Mechanism of Enhanced Optical Second-Harmonic Generation in the Conducting Pyrochlore-Type ${\mathrm{Pb}}_2{\mathrm{Ir}}_2{\mathbf{O}}_{7\mathbf{\text{−}}x}$ Oxide Compound

The structural, electronic, and optical properties of pyrochlore-type ${\mathrm{Pb}}_2{\mathrm{Ir}}_2{\mathrm{O}}_6{\mathrm{O}}_{0.55}^{\prime }$, which is a metal without spatial inversion symmetry at room temperature, were investigated. Structural analysis revealed that the structural distortion relevant to the breakdown of the inversion symmetry is dominated by the $\mathrm{Pb}\mathrm{\text{−}}{\mathrm{O}}^{\prime }$ network but is very small in the Ir-O network. At the same time, gigantic second-harmonic generation signals were observed, which can only occur if the local environment of the Ir $5d$ electrons features broken inversion symmetry.

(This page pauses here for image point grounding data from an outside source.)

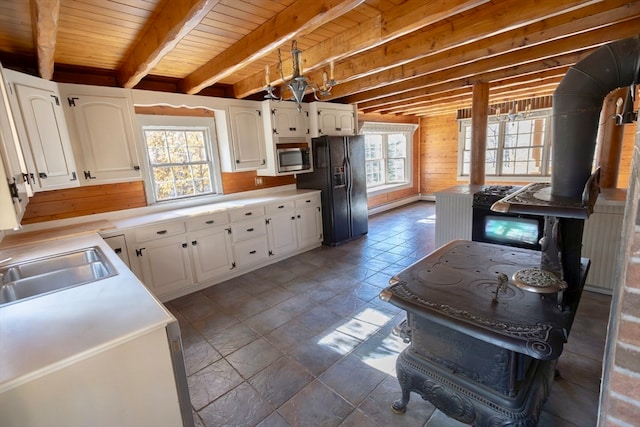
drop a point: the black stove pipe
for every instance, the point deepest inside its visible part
(576, 110)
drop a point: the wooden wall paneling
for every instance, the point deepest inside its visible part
(73, 202)
(439, 153)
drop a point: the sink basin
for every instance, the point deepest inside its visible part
(46, 275)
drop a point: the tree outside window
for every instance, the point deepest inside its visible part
(514, 148)
(180, 159)
(387, 154)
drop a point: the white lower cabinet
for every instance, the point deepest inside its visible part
(309, 221)
(179, 257)
(281, 228)
(210, 247)
(164, 265)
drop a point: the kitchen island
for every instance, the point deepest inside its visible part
(94, 354)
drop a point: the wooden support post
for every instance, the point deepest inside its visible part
(609, 140)
(479, 117)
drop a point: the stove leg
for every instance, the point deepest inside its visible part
(400, 405)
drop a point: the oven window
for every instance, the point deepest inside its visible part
(290, 158)
(511, 229)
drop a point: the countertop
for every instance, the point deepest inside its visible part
(187, 212)
(46, 333)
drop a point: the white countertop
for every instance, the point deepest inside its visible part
(45, 333)
(142, 219)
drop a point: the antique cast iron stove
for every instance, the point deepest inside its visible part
(485, 332)
(479, 354)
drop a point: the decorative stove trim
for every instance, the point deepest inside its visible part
(535, 336)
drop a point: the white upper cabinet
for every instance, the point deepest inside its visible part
(287, 121)
(15, 170)
(41, 127)
(332, 119)
(101, 126)
(247, 139)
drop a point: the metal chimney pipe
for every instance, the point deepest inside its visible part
(576, 109)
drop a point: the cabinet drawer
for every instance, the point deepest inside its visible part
(158, 231)
(246, 213)
(279, 207)
(251, 252)
(248, 229)
(308, 201)
(209, 220)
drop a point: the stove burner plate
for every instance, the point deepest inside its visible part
(440, 276)
(485, 287)
(539, 281)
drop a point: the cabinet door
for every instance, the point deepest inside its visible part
(281, 231)
(163, 264)
(211, 253)
(248, 143)
(119, 245)
(49, 156)
(308, 222)
(289, 122)
(336, 122)
(104, 134)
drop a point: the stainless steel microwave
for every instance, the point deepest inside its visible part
(293, 157)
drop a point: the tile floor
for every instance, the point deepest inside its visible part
(307, 342)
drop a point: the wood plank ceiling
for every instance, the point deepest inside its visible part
(407, 57)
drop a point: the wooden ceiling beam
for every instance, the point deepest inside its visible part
(299, 18)
(508, 91)
(528, 80)
(540, 56)
(44, 15)
(496, 96)
(539, 32)
(394, 23)
(171, 25)
(442, 87)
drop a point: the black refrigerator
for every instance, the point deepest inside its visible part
(339, 171)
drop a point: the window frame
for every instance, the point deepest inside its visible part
(545, 174)
(206, 124)
(386, 129)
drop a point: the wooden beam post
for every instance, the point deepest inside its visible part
(609, 139)
(479, 117)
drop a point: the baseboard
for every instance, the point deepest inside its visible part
(394, 204)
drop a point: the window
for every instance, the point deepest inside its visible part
(514, 148)
(180, 155)
(387, 154)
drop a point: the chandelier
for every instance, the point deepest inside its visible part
(513, 114)
(298, 85)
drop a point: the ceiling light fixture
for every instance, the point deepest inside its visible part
(298, 85)
(513, 113)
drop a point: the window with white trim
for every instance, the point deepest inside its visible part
(181, 156)
(388, 153)
(519, 148)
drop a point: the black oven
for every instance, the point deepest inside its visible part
(518, 230)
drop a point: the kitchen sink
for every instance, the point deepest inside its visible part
(46, 275)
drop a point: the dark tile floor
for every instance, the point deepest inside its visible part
(307, 342)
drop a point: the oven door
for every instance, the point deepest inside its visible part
(521, 231)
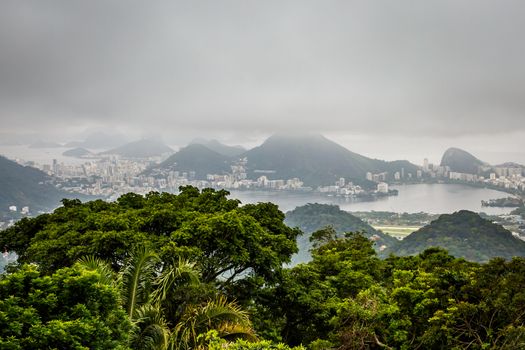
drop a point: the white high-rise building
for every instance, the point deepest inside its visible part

First-principles electronic structure calculations reveal that the underlying mechanism for this phenomenon is the induction of the noncentrosymmetricity in the Ir $5d$ bands by the strong hybridization with ${\mathrm{O}}^{\prime }$ $2p$ orbitals. Our results stimulate theoretical study of inversion-broken iridates, where exotic quantum states such as a topological insulator and Dirac semimetal are anticipated.